In order to bring facility for molecular designing and alterating Penicillium expansum lipase gene, we amplify the mature peptide of Penicillium expansum lipase, and insert into pPIC9K vector to construct recombinant expression plasmid. By aligning Penicillium expansum lipase with feruloyl esterase, we mutagenesis the sixty-sixth, eihty-first, ninty-fourth amino acids, the "lid", the right side of hinge region of Penicillium expansum lipase, so as to study their effect on lipase activity.Firstly, by means of the previous constructed recombinant expression plasmid template, we site-directed mutagenesis three amino acids in both sides of the hinge region of "lid" (T66G, T81P, K94E) by circuLar plasmids step PCR, and abtain three recombinant expression plasmids containing mutant amino acids. After expressed in Pichia pastoris GS115 strain, we purifiy the expression product by Ni-column, then measure their hydrolysis activity on 4-nitrophenyl decanoate laurate.
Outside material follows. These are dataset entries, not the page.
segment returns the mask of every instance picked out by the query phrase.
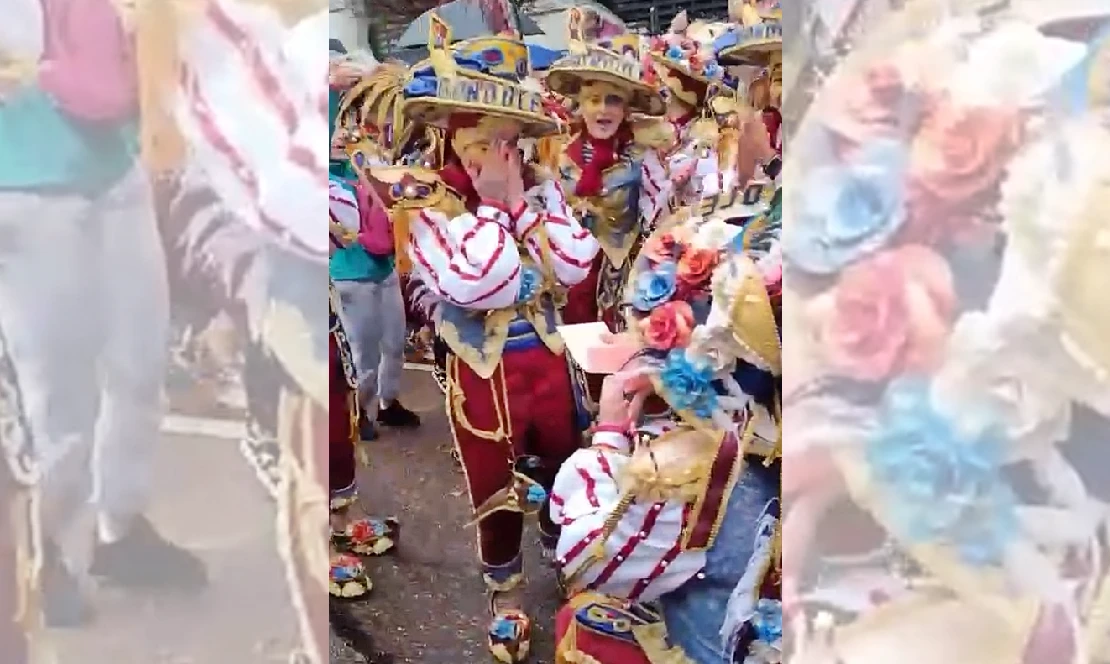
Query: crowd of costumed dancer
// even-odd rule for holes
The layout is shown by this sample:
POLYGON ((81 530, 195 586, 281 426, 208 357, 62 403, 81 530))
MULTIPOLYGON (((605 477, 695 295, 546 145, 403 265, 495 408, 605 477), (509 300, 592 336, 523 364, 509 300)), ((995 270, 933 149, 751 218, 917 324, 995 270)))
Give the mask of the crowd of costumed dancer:
MULTIPOLYGON (((333 54, 358 72, 333 244, 393 255, 434 338, 497 661, 531 648, 530 516, 547 565, 528 571, 564 600, 557 662, 780 661, 780 20, 734 2, 644 37, 576 8, 544 71, 495 18, 455 41, 433 14, 413 66, 333 54)), ((334 475, 360 401, 332 330, 334 475)), ((358 554, 396 527, 337 520, 333 594, 365 594, 358 554)))

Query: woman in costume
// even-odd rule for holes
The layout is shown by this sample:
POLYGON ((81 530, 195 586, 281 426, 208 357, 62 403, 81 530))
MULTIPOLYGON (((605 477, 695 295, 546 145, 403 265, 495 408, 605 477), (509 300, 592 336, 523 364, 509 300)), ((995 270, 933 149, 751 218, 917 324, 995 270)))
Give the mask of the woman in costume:
POLYGON ((573 99, 579 117, 557 161, 545 166, 602 250, 589 278, 571 290, 563 318, 615 330, 635 250, 672 191, 656 152, 658 123, 633 122, 632 114, 660 116, 665 105, 644 81, 639 36, 587 35, 588 18, 570 10, 570 55, 547 72, 547 87, 573 99))
MULTIPOLYGON (((531 632, 519 588, 524 513, 540 510, 544 487, 579 440, 558 310, 598 246, 559 185, 536 182, 520 162, 521 136, 556 130, 540 92, 521 84, 527 47, 504 36, 449 44, 446 24, 433 16, 431 57, 413 68, 405 108, 447 129, 443 175, 467 193, 467 207, 410 219, 409 248, 451 350, 448 419, 490 592, 488 645, 499 661, 517 662, 528 656, 531 632)), ((557 530, 540 516, 553 545, 557 530)))
POLYGON ((557 664, 779 661, 781 270, 688 212, 640 252, 631 359, 555 481, 557 664))

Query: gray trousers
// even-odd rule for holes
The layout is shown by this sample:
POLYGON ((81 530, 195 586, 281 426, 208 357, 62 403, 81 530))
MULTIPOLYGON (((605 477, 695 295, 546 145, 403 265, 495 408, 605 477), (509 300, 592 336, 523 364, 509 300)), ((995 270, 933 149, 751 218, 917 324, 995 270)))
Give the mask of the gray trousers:
MULTIPOLYGON (((146 508, 168 322, 165 255, 141 167, 93 198, 0 192, 0 326, 48 535, 90 542, 73 529, 90 498, 102 534, 146 508)), ((78 571, 84 548, 63 542, 78 571)))
POLYGON ((351 343, 358 373, 359 402, 365 412, 393 401, 401 392, 405 365, 405 301, 396 272, 381 283, 336 281, 339 318, 351 343))

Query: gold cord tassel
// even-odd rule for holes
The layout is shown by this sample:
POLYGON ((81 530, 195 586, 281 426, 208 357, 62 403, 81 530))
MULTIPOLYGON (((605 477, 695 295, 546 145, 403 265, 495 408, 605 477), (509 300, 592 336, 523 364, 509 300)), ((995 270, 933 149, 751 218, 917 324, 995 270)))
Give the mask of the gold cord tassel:
POLYGON ((184 21, 177 0, 141 2, 135 11, 142 158, 152 173, 164 173, 177 168, 185 152, 173 117, 184 21))

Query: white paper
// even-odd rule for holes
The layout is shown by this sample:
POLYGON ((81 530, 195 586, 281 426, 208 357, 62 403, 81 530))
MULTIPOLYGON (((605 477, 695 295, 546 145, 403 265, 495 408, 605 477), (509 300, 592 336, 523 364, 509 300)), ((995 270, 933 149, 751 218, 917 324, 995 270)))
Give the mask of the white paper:
POLYGON ((596 348, 601 339, 609 334, 609 327, 605 323, 579 323, 578 325, 559 325, 555 328, 563 338, 567 353, 574 363, 586 373, 607 373, 591 367, 587 362, 590 348, 596 348))

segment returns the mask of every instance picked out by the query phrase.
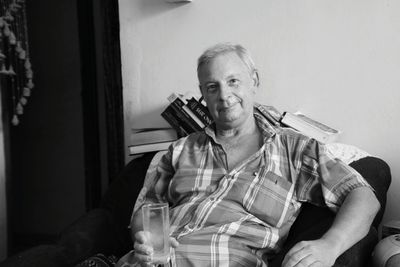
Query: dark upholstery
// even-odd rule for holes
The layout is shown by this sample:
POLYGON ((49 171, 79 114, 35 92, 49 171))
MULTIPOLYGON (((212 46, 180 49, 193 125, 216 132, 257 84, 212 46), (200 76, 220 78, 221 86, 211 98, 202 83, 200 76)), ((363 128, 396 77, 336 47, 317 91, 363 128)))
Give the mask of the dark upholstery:
MULTIPOLYGON (((154 153, 132 160, 114 179, 103 197, 100 208, 89 211, 67 227, 58 242, 38 246, 18 253, 0 263, 10 266, 74 266, 97 253, 122 256, 132 248, 127 225, 136 197, 142 187, 147 167, 154 153)), ((371 251, 376 245, 377 226, 386 204, 386 192, 391 182, 389 166, 381 159, 367 157, 351 164, 375 189, 381 203, 368 235, 346 251, 335 266, 368 266, 371 251)), ((334 214, 326 208, 305 205, 293 225, 283 251, 270 266, 280 266, 285 253, 300 240, 319 238, 331 225, 334 214)))
MULTIPOLYGON (((341 255, 334 266, 368 266, 370 254, 378 242, 378 226, 386 206, 386 192, 391 183, 389 166, 383 160, 366 157, 350 164, 374 188, 381 209, 376 215, 368 235, 341 255)), ((293 224, 283 250, 270 262, 270 265, 281 266, 286 253, 301 240, 320 238, 331 226, 335 214, 327 208, 304 204, 303 210, 293 224)))
POLYGON ((75 266, 97 253, 119 257, 132 249, 127 226, 154 154, 147 153, 129 162, 111 183, 100 208, 67 227, 56 244, 28 249, 0 262, 0 266, 75 266))

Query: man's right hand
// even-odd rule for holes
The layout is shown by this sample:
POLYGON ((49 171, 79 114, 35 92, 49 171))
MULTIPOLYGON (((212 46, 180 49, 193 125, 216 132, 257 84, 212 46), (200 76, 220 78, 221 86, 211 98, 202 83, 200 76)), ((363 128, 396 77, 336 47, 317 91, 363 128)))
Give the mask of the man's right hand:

The results show that:PELT66G recombinant lipase relative activity (5.09U/mg) is similar to the wild-type PEL lipase, while PELT81P and PELK94E recombinant lipase relative activity have been improved 2.95 times and 2.57 times, respectively up to 19.08966U/mg and 17.2391U/mg.Secondly, we exchange the "lid" domain by the way of introducing restriction sites then back mutation by circuLar plasmid step PCR and construct recombinant expression plasmid with pPIC9K vector. However, after expressed in Pichia pastoris GS115 strain, it does not show any lipase activity on olive oil-rhodamine B agar plate. While the purified lipase by Ni-column can be seen one strap about 28KDa by SDS-PAGE electrophoresis.At last we also replace the right hinge region of lipase "lid" by overlap extension PCR. As the "lid" mutant lipase, the concentrated fermentation broth of this recombinant lipase do not show any lipase activity.In a word, Penicillium expansum lipase "lid" domain play very important role in its activity, especially the mutations on "lid", the right hinge region, T81P, K94E, which will resuLt in the loss or whole-fold improvement of lipase activity.